Derek Shirk, lead UX product designer, Levi's
Then she asked an agent to do the same analysis across all 1,100 SOPs in the finance department's library. That's when something stunning happened. In one day, the agent tackled what would have previously taken multiple people nearly a year to complete, Stirling says. It cataloged 18,000 individual tasks, classified them by complexity, identified which could be automated, and generated a dashboard with pie charts breaking down manual work versus approvals versus decisions. Rather than fearing that this type of automation was coming for her job, Stirling saw the results and thought: Now I have a lot of work to do. "The agent had just sized an opportunity I'd assumed was impossible to quantify," she says.
Since then, Stirling has been rethinking how finance divisions should approach their work. She's convening an internal finance summit where she'll bring teams together with all their reports so they can demonstrate what AI can do live. The point is to pose a fundamental question: How can agents streamline the work that keeps finance professionals from doing what they were hired to do in the first place?

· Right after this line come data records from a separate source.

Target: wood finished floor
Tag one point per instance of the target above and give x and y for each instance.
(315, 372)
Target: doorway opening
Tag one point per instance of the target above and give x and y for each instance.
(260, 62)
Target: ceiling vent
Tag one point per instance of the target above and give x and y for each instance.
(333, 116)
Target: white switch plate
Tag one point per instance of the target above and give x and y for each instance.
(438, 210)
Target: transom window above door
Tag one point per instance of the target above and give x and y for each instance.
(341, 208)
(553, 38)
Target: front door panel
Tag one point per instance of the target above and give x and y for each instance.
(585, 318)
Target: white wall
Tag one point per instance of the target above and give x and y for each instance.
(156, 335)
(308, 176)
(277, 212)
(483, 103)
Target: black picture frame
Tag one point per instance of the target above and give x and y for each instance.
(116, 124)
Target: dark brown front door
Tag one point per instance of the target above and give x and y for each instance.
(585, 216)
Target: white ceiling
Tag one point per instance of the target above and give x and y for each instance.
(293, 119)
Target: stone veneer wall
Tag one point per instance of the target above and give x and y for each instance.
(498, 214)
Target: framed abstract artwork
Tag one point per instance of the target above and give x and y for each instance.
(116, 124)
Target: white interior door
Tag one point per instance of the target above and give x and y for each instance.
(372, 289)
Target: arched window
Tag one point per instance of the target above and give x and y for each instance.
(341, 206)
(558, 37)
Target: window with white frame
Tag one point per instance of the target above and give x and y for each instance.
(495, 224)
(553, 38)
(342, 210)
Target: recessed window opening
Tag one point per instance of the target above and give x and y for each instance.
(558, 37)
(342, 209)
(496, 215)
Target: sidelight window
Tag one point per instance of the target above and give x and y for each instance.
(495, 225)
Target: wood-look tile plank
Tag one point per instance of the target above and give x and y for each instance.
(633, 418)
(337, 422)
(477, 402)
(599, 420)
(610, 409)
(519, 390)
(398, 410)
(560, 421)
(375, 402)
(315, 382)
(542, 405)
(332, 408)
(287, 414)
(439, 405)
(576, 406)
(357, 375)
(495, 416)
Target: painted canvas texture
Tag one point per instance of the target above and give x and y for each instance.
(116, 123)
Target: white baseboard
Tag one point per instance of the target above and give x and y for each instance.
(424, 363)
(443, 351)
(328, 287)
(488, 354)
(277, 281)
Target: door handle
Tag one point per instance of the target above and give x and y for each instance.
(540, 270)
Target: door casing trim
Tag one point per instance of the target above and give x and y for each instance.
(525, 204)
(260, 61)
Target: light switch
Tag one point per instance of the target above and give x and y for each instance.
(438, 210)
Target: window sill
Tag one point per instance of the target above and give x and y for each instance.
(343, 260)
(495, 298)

"What I love about agents is, you're not exhausted by data by the time you get to the 'what went wrong here?' or 'where's the opportunity?'" says Stirling, who is now creating her own agents. She recently built one overnight after hearing a colleague mention theirs, training it to digest weekly store-level sales reports and spot patterns. "Having an agent's clean perspective keeps you super agile. Instead of doing manual work, you're getting stuff done, you're not bogged down, you're focused on supporting the business."

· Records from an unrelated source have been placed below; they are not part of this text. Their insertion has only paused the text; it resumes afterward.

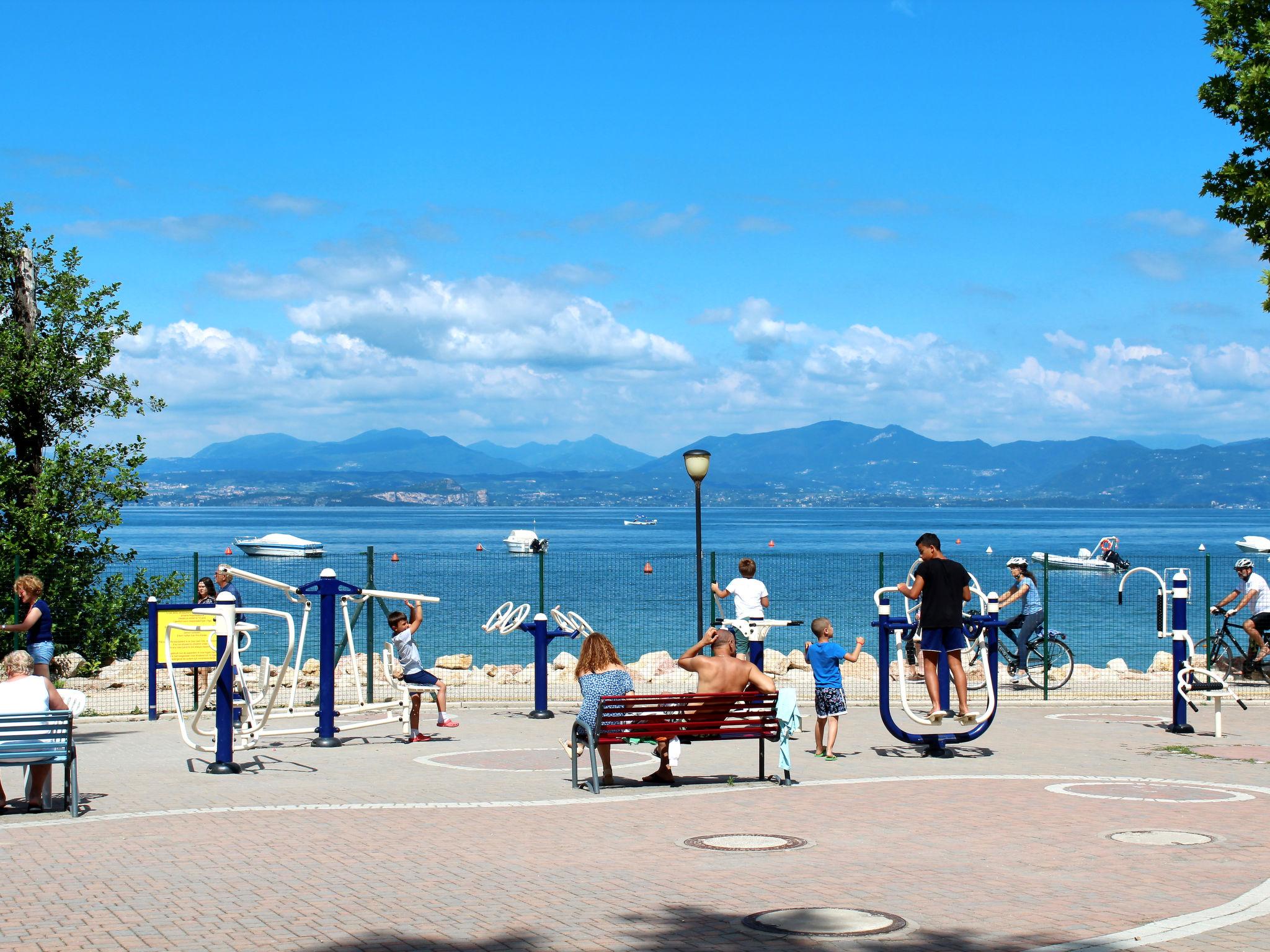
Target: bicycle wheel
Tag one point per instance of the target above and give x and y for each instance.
(1222, 658)
(1049, 655)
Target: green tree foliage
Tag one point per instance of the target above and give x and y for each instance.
(1238, 31)
(61, 491)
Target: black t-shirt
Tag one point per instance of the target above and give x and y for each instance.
(943, 582)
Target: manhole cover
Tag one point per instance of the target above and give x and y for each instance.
(825, 922)
(1162, 838)
(747, 842)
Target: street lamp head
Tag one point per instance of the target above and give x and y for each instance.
(698, 464)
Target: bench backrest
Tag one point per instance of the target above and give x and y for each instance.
(46, 736)
(723, 716)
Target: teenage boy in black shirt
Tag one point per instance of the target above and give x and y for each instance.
(944, 588)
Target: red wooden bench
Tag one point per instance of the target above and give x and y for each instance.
(690, 718)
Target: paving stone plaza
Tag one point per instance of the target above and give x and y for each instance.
(1078, 828)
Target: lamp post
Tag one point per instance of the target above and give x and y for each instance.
(698, 464)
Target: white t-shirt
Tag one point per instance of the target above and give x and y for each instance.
(1261, 602)
(408, 653)
(748, 594)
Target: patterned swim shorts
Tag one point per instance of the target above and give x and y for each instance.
(830, 702)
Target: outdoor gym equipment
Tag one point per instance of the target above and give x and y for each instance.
(755, 630)
(510, 617)
(1185, 685)
(985, 627)
(238, 725)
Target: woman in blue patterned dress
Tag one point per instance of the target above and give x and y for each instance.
(600, 674)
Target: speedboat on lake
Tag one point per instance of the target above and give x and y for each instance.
(278, 544)
(525, 542)
(1105, 558)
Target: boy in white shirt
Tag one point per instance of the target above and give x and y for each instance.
(414, 672)
(750, 599)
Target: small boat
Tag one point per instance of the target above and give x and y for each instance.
(278, 544)
(525, 542)
(1105, 558)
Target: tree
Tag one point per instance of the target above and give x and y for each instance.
(61, 491)
(1238, 31)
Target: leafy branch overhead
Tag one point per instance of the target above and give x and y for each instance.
(61, 491)
(1238, 31)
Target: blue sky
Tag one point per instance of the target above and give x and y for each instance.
(653, 221)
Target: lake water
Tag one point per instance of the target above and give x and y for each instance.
(825, 562)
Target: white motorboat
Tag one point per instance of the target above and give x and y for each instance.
(525, 542)
(278, 544)
(1105, 558)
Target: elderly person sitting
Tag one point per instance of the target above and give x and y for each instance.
(24, 692)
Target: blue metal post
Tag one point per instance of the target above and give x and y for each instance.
(225, 621)
(1180, 593)
(540, 667)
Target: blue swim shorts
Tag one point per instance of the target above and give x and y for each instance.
(943, 639)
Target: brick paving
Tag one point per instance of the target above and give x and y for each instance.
(367, 848)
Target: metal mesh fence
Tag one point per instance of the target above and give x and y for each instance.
(1116, 648)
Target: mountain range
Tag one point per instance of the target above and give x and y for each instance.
(832, 462)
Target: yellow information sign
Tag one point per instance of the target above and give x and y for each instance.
(187, 646)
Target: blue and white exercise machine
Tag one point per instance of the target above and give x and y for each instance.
(1171, 604)
(216, 637)
(984, 628)
(510, 617)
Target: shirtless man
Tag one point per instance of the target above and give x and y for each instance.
(721, 674)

Many agents, one search bar
At Levi's, success is breeding more success. Agents are moving beyond retrieval into real decision-making. One monitors inventory and automatically triggers reorders. Another gauges regional demand and adjusts pricing in real time. Another detects quality issues in supplier shipments before products ever reach distribution.

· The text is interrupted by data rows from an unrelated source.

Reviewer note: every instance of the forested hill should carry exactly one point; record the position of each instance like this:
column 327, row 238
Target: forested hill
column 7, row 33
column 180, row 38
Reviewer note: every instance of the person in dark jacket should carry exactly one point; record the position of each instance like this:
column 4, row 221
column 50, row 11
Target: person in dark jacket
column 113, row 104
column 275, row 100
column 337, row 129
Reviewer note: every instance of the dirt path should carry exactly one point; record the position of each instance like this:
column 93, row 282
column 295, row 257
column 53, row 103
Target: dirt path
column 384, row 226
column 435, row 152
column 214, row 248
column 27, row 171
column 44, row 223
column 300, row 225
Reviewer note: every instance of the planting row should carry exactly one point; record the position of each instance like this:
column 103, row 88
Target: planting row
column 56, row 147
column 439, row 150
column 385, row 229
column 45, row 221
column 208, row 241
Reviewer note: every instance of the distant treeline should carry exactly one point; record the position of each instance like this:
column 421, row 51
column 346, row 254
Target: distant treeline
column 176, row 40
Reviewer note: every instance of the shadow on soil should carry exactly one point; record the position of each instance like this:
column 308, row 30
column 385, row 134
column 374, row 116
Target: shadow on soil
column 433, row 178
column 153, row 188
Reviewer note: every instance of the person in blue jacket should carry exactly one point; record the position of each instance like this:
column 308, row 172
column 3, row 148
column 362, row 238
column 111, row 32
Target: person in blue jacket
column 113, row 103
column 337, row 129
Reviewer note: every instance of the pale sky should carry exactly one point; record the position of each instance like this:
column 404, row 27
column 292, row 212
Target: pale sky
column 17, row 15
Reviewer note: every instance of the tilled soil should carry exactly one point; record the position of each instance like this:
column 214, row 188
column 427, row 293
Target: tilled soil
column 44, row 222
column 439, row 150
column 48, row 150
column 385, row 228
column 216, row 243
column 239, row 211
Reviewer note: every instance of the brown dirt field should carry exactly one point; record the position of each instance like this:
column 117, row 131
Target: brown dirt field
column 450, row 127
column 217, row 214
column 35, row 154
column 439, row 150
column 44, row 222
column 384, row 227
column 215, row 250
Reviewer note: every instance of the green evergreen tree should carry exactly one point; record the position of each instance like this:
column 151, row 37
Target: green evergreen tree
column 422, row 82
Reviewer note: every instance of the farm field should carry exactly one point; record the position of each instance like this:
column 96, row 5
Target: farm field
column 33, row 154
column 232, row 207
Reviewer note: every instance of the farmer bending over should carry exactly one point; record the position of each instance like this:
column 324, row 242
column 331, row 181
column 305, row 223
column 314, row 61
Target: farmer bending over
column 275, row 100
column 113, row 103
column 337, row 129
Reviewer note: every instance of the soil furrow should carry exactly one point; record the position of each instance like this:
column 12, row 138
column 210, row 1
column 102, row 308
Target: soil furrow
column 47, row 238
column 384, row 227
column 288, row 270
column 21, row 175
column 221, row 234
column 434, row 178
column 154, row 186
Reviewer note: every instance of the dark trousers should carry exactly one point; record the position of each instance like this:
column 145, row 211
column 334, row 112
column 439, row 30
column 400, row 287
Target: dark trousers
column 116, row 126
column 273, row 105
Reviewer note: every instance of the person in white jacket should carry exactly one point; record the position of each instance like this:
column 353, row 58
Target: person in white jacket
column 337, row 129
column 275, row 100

But as the number of agents multiplies, another challenge emerges: remembering which agent does what. Levi's is now developing a super agent-one interface that handles the routing behind the scenes, and serves as a first stop for any AI-assisted task. "Employees ask their question in one place, and it connects with the right agents and returns the answer," explains Michael Womack, Levi's longtime head of global infrastructure and end user services. "Our objective is to drive all the complexity out of IT so we can have data at our fingertips and move faster than we ever have before."
There's no playbook for AI today. It's a new frontier. But patterns are emerging. Frontier Firms don't layer AI on top of existing work; they rethink how work gets done from the foundation up. They uncover hidden bottlenecks, track what matters, and build systems that learn from evidence, not assumptions. This is how AI stops being a flashy add-on and becomes an engine of agility and sustainable growth.
Call it legacy on demand. What began with jeans built to last has become a business built for the future. Derek Shirk-the designer who created Minerva-is already sketching what comes next: An agent that reads thousands of customer interviews and surfaces the most common frustrations. An agent that compares survey data across continents and spots confusing error messages before they reach shoppers.
It's a ground-up reinvention of how work gets done, all accomplished with intelligent keystrokes. "When you hear terms like agentic interface, it sounds complex," Shirk says. "But getting an agent up and running was easier than I expected. The hard part isn't the tech-it's being open to where it can take you." For Levi's, that's a practical expression of how a 19th-century brand adapts to the 21st.